'Dude Bro Party Massacre III' Enlists Andrew W.K. for "Bizarre" Slasher Film Send-Up
In Dude Bro Party Massacre III, the tables are turned on typical gender configurations in horror, with the film's monster killing not screaming teenage girls but clueless frat bros.
Oh, and there's no Dude Bro Party Massacre or Dude Bro Party Massacre II.
Heat Vision breakdown
The title is one of the film's many winks to the slasher genre. "We wanted it to be a love letter from a crazy ex to the horror genre," says Michael Rousselet, who with Tomm Jacobsen and Jon Salmon directed the film, which premiered weeks ago at the Los Angeles Film Festival.

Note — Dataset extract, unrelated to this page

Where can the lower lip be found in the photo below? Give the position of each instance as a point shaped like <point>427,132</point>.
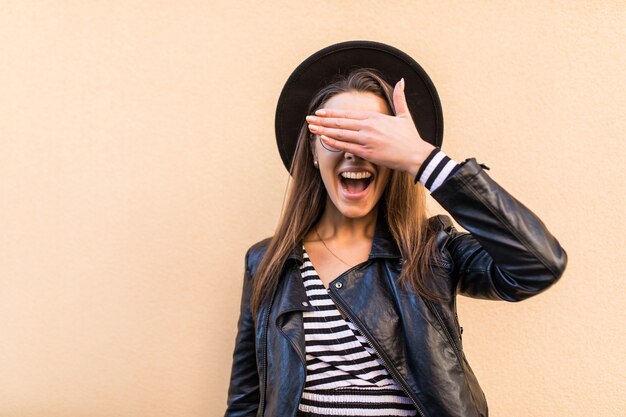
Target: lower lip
<point>354,196</point>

Rousselet, Jacobsen and Salmon work together on 5 Second Films, a comedy website that specializes in exactly what the name suggests. Dude Bro Party Massacre III first was one of their five-second shorts. Then, with positive viewer reception, they produced a fake trailer. "We had no intention of making it a feature film," says Rousselet, but with more viewer encouragement, they finally launched a Kickstarter for the project and raised $241,071, with donations then matched by horror producers Keith and Jessica Calder (You're Next, The Guest).
They brought in the entire 5 Second Films team to write the script. "We wanted it to be like a B-movie, chaotic and bizarre. So we divided our scenes among the staff but told them they weren't allowed to communicate with each other about what they were writing," says Rousselet. They had Alec Owen compile the scenes, comparing his role to a showrunner's, then went into the woods of Big Bear, California to film.
"We filmed it with the imagery of a lot of cheap VHS slashers, but with the rhythm and pacing of a Zucker brothers comedy," says Salmon. "It's not really trying to scare you. It’s trying to make you laugh."
Following the premiere at LAFF, the filmmakers will release Dude Bro Party Massacre III on iTunes and on the film’s website July 7. In addition to the VOD release, they're planning screening events in theaters around the country and via streaming on the website.
The Hollywood Reporter exclusively debuts a clip in which the bros enter a wooded cabin and are confronted by a shadowy figure ... only for the specter to be introduced (via eye-popping graphics!) as Ripstick (played by musician, advice columnist and all-around party philosopher Andrew W.K.) He’s an "older bro who parties with the guys and then leaves, never to be heard from again," says Jacobsen. "It just kind of made us giggle."
Adds Jacobsen, "How can you make a movie with 'party' in the title and not include Andrew?"
While they continue to produce shorts, the 5 Second Films team plans on returning to features. Says Jacobsen, "As tiring and sweaty and covered in blood as we all got, I wouldn’t change a thing."